Effect of Hydrostatic Pressure on Self-Organization of Lipid Molecules

静水压力对脂质分子自组织的影响

基本信息

批准号：
11440206
负责人：
KANESHINA Shoji
金额：
$ 9.02万
依托单位：
The University of Tokushima
依托单位国家：
日本
项目类别：
Grant-in-Aid for Scientific Research (B)
财政年份：
1999
资助国家：
日本
起止时间：
1999 至 2002
项目状态：
已结题

项目摘要

In order to understand the effect of hydrostatic pressure on self-organization of lipid molecules, the thermotropic and barotropic phase transitions of phospholipid bilayer membranes were observed by high-pressure optical method and differential scanning calorimetry. Present results are as follows.1. The bilayer phase transitions of a series of 1,2-diacylphosphatidylcholines containing linear saturated acyl chain(12-18 carbon number) were observed under high pressure. The temperature of main transition for each lipid was elevated almost linearly by pressure. The slope of temperature-pressure diagram was in the range of 0.20-0.23 KMPa^<-1> depending on the acyl chain-length.2. The temperature of the pretransition from the lamellar gel phase to the ripple gel phase was also elevated by pressure. The value of dT/dP was in the range of 0.12-0.14 KMPa^<-1>3. Pressure-induced interdigitated gel phase was observed beyond 300MPa for 14:0-PC, 175MPa for 15:0-PC, 100MPa for 16:0-PC, 80MPa for 17 … More :0-PC and 7OMPa for 18:0-PC, respectively.4. The temperature pressure phase diagrams of ether-linked phosphatidylcholine (PC) bilayer membranes were compared with those of ester-linked PC bilayer membranes. The most surprisingly difference between ether- and ester-linked PC lies in the pretransition. The ether-linked PC bilayer membrane undergoes thermotropic pretransition between the interdigitated gel and lamellar gel phases.5. Effect of unsaturated acyl chains on the phase transitions of lipid bilayer membranes was studied. The temperatures of the main transition between the liquid crystal and the lamellar gel phase were almost linearly elevated by pressure. The values of dT/dP for unsaturated lipid were smaller than that for the saturated lipid.

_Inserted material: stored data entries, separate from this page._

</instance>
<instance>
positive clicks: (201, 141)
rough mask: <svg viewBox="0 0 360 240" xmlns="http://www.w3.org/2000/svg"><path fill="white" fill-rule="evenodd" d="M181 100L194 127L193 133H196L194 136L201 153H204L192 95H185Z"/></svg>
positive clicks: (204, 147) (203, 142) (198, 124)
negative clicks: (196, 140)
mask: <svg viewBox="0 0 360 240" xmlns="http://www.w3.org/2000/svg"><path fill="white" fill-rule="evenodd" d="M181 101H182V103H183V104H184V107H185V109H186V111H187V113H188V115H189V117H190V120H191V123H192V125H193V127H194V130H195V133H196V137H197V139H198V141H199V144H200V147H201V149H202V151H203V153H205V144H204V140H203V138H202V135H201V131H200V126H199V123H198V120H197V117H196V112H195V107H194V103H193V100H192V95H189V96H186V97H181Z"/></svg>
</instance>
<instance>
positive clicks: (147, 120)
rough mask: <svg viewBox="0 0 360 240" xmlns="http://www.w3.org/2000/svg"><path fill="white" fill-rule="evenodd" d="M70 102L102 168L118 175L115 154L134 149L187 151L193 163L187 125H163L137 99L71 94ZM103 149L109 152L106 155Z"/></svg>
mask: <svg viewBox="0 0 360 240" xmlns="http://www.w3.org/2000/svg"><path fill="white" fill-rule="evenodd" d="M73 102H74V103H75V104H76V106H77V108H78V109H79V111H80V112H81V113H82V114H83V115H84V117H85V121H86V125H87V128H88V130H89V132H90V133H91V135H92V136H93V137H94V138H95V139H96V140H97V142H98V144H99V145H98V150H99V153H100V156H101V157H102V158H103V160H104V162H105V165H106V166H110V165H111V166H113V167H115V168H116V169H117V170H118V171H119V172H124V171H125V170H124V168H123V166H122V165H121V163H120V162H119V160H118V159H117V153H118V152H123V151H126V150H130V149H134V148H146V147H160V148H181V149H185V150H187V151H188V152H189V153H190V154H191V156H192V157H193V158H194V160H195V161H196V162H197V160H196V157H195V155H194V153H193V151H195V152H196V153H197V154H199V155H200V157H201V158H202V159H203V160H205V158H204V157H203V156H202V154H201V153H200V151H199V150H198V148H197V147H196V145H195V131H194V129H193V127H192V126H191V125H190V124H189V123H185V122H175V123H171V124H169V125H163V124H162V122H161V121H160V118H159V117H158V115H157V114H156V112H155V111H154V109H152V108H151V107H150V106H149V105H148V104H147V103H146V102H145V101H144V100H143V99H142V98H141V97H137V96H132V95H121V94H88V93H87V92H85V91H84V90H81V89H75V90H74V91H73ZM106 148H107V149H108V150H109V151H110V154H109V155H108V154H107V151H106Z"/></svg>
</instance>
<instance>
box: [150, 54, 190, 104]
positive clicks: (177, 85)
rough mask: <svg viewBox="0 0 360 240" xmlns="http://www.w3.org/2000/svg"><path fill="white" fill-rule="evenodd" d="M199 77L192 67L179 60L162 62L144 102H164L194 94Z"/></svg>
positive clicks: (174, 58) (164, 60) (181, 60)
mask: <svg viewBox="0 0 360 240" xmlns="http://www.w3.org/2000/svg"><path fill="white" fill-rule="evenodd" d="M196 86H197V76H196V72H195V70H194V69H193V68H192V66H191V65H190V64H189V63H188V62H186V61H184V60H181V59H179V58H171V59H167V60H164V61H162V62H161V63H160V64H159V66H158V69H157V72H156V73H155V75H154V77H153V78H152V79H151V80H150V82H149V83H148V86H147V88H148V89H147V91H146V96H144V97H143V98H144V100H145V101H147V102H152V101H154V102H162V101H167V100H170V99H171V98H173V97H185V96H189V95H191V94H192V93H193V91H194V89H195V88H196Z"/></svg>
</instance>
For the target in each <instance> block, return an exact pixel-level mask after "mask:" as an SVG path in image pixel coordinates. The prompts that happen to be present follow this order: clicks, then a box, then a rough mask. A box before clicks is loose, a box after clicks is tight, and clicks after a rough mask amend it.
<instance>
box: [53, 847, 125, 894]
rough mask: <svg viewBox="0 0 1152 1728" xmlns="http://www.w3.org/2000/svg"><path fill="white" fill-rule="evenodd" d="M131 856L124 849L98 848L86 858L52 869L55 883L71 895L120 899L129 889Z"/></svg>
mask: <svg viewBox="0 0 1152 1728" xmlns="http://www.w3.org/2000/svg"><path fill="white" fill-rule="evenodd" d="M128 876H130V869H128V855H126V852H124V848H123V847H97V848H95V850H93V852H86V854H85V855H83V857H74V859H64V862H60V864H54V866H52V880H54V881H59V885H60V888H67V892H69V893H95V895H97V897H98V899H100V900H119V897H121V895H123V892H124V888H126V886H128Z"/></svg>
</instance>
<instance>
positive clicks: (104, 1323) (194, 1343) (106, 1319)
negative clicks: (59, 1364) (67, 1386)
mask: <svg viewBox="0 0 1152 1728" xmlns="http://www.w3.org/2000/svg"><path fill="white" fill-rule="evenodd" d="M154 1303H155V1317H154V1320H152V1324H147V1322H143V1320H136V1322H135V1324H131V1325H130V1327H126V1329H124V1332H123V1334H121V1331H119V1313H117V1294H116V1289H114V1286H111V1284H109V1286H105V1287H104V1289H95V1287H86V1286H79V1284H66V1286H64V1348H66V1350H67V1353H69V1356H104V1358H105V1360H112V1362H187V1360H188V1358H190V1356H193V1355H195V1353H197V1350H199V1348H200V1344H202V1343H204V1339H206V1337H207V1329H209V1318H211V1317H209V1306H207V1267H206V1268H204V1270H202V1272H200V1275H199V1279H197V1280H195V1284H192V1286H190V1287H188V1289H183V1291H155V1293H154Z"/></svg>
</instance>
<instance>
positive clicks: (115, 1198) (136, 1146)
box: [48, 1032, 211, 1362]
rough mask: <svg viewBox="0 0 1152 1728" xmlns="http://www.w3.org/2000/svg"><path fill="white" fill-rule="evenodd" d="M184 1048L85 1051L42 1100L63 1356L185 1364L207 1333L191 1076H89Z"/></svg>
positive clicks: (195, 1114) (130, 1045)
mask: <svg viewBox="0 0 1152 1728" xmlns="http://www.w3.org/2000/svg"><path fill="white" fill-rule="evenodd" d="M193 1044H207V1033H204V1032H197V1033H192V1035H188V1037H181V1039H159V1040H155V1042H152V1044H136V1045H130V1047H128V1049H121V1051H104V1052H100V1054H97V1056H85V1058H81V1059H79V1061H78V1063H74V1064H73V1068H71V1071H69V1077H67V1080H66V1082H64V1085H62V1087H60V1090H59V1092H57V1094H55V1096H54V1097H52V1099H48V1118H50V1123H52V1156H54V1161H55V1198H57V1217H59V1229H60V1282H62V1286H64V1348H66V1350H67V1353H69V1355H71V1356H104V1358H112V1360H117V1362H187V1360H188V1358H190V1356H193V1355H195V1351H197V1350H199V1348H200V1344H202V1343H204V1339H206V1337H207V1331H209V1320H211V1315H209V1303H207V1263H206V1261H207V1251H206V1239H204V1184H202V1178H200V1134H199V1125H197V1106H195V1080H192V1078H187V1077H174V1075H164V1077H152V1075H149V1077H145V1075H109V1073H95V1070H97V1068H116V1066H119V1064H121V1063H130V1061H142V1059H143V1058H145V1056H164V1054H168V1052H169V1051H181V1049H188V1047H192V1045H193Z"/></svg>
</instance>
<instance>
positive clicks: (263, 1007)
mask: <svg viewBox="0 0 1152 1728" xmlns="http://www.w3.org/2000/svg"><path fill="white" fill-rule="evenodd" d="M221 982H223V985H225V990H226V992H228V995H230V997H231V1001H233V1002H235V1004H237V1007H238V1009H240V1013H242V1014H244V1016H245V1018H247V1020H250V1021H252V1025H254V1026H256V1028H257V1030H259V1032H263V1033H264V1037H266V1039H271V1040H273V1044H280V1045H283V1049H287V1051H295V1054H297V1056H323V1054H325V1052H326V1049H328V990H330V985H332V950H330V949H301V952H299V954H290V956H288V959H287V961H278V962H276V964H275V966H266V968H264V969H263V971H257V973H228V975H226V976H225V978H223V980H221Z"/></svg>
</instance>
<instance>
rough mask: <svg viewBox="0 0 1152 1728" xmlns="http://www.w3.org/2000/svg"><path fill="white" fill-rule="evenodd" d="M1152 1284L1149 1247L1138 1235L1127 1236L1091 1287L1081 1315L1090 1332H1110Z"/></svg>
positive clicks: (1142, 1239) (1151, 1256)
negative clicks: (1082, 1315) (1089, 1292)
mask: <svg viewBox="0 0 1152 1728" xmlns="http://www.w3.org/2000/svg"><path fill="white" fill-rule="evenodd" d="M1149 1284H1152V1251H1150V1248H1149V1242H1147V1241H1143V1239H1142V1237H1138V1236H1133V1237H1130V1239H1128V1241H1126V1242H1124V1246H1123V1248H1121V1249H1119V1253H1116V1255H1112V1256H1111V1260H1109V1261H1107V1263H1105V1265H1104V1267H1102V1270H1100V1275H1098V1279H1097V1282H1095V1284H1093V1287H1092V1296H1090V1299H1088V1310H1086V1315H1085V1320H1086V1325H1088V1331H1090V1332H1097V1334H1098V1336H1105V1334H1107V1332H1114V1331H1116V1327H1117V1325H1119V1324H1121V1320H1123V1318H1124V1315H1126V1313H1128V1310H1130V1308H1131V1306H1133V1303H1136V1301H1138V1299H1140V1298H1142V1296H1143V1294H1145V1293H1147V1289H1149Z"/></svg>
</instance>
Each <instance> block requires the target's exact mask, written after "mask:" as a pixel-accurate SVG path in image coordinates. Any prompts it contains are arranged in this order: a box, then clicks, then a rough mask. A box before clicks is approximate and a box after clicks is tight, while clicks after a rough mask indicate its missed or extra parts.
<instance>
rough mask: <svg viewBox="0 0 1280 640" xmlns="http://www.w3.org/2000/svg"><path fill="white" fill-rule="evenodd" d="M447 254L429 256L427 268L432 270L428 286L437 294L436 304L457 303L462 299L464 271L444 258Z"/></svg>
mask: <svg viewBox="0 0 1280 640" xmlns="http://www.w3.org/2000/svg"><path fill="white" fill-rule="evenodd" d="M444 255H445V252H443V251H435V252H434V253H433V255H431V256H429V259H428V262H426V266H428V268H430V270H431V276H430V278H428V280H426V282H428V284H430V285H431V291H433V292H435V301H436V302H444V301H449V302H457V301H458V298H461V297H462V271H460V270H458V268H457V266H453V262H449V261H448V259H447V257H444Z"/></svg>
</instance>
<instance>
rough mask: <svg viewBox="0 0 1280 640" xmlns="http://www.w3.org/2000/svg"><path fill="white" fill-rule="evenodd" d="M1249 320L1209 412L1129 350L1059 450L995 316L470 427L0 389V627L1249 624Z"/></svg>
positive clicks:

The substitution of cis unsaturated chain for saturated chains of distearoyl-PC brought about the depression of transition temperature by 48±1℃ for every chain.6. Effect of head groups on the bilayer phase transitions of phospholipids was studied. The main transition temperature for dipalmitoylphospatidylethanolamine (DPPE) and N-methylated DPPE were determined under high pressure. The main transition temperatures of N-methylated DPPEs increased linearly by applying pressure while they decreased with increasing the size of head group by stepwise N-methylation. Less

为了了解静水压对脂质分子自组织的影响，采用高压光学方法和差示扫描量热法观察了磷脂双层膜的热致性和正压性相变。目前的研究结果如下： 1．在高压下观察了一系列含有线性饱和酰基链（12-18个碳数）的1,2-二酰基磷脂酰胆碱的相变。每种脂质的主要转变温度。温度-压力图的斜率随酰基链长度的变化几乎呈线性升高。2．层状凝胶相预转变的温度。波纹凝胶相也因压力而升高。dT/dP的值在0.12-0.14KMPa^-1>3范围内。观察到的凝胶相分别超过 300MPa（14:0-PC）、175MPa（15:0-PC）、100MPa（16:0-PC）、80MPa（17 … More:0-PC）和 7OMPa（18:0-PC）。 4醚联磷脂酰胆碱 (PC) 双层膜的温度压力相图与酯连接的PC 双层膜。醚连接的PC 与酯连接的PC 之间最令人惊奇的区别在于预转变。醚连接的PC 双层膜在交指凝胶和层状凝胶相之间发生热致预转变。5．对脂质双层膜的相变进行了研究，液晶相和层状凝胶相之间的主要转变温度几乎随压力呈线性升高。不饱和脂质的dT/dP小于饱和脂质，顺式不饱和链取代二硬脂酰-PC的饱和链，导致各链的转变温度降低48±1℃。 6．研究了二棕榈酰磷脂酰乙醇胺(DPPE)和N-甲基化DPPE在高压下的主要转变温度。 N-甲基化 DPPE 通过施加压力而线性增加，而通过逐步 N-甲基化，N-甲基化 DPPE 随着头基大小的增加而减少。